「もっとやりたい」くらいで終えるのがちょうど良い

 行政書士試験対策の通信講座を受講したものの、途中で勉強を続けられなくなってしまったという苦い過去をお持ちの方は、意外にもたくさんいらっしゃるのではないでしょうか?
私の身の回りにも、何人か思い浮かぶ顔があります。私が行政書士試験に通信講座で合格したことを知り、「私にもできるかも!」ということで真似をしてみたものの、どうやら本試験日まで頑張り続けることが出来なかったとのこと。
行政書士試験対策に限らず、どんな通信講座でも同様のことが言えるのかもしれませんが、通信講座って気軽に始められる一方で、挫折しやすいんですよね。

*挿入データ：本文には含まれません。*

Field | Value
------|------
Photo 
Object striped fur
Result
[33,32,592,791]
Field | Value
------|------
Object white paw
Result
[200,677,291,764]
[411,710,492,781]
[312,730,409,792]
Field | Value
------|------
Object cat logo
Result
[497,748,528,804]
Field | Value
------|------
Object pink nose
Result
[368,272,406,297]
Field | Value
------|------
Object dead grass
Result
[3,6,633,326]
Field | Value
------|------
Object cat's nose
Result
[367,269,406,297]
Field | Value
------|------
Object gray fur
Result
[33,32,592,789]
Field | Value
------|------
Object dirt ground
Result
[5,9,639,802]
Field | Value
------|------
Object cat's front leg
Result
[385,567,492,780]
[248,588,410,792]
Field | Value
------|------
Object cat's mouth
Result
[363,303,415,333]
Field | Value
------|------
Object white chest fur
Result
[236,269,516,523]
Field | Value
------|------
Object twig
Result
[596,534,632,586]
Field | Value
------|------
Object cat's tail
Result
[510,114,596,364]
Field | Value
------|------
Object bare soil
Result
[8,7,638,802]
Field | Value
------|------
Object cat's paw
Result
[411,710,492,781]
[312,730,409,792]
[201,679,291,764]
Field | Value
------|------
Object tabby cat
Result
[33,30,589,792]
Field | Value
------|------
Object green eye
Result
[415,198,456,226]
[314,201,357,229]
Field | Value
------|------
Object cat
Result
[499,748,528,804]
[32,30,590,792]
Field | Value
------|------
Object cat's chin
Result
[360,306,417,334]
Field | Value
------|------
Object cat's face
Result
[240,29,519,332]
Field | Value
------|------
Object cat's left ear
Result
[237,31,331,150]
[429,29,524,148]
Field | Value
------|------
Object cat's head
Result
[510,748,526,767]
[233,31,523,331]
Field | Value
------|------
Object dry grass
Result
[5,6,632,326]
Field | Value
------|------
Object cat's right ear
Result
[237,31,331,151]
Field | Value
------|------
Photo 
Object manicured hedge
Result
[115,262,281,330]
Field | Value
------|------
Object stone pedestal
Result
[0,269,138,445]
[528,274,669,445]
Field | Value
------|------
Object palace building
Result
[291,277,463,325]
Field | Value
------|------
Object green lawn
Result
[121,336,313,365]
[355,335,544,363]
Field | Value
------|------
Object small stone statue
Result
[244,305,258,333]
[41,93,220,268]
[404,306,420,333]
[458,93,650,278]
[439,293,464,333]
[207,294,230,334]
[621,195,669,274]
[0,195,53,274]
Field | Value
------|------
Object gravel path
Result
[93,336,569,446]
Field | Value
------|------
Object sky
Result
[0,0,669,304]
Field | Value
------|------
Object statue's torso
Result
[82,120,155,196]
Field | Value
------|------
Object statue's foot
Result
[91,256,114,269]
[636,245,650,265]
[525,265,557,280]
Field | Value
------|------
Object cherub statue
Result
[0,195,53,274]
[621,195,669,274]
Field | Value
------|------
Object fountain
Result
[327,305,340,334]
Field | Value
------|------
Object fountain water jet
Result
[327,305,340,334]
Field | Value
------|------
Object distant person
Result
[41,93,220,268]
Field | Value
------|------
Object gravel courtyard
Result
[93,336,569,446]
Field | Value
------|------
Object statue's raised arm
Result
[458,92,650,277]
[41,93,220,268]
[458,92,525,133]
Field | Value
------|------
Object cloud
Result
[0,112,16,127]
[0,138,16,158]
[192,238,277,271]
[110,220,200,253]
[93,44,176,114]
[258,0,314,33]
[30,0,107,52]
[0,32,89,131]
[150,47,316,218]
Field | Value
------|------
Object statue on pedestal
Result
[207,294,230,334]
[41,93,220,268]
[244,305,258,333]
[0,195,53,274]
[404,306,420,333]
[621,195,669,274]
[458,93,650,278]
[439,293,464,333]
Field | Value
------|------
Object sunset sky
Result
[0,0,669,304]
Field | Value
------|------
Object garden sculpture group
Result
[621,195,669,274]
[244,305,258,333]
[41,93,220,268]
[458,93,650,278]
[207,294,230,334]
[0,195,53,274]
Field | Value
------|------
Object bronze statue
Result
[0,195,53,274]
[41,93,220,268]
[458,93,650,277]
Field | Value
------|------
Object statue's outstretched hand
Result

 ここからは、行政書士試験に通信講座で合格した私から、これから通信の受講をお考えの方に向けてのアドバイスになりますが、第一に言えるのが「くれぐれも勉強をやり過ぎないこと」です。
こんな風に言えば、「合格を目指して一生懸命勉強することのどこが悪いのか」と言われてしまいそうですが、これはあくまで「特定の日にやり過ぎないこと」と意味します。
例えば、講座受講開始の当初はまだまだやる気満々で、「よ~し、ガッツリやるぞ」という意気込みだけでひたすらに量をこなしてしまう方もいらっしゃると思います。
この場合、当然のことながら徐々に疲れてきてしまいます。疲労が蓄積されれば、次第に「もう勉強したくない」と思いつめたり、「最初にしっかり頑張ったんだから少しくらいサボったっていいよね」と勉強をおろそかにし出したり、といった事態に陥るでしょう。
いずれのケースにおいても、本試験日まで計画的に学習を継続させることが不可能になってきてしまうのです。

 行政書士試験対策にしろ何にしろ、通信講座はコツコツと計画的に取り組んでいくことが大切です。
手元に教材が揃っていると、つい早く終わらせたくなってしまう方もいらっしゃるでしょう。ですが、それではただこなすだけであり、知識は定着しません。むしろ、一時期に勉強をし過ぎることで、本試験日前にすっかり疲弊してしまうことにもつながりかねないのです。

 日々の取り組みの目安は講座によってまちまちでしょうが、目安としては「もう少しやりたいな」程度にとどめることです。「もう少し」の気持ちが明日の学習への意欲につながり、結果的に資格対策を長続きさせるポイントになることでしょう。この点、心にとめておかれると役に立つことと思います。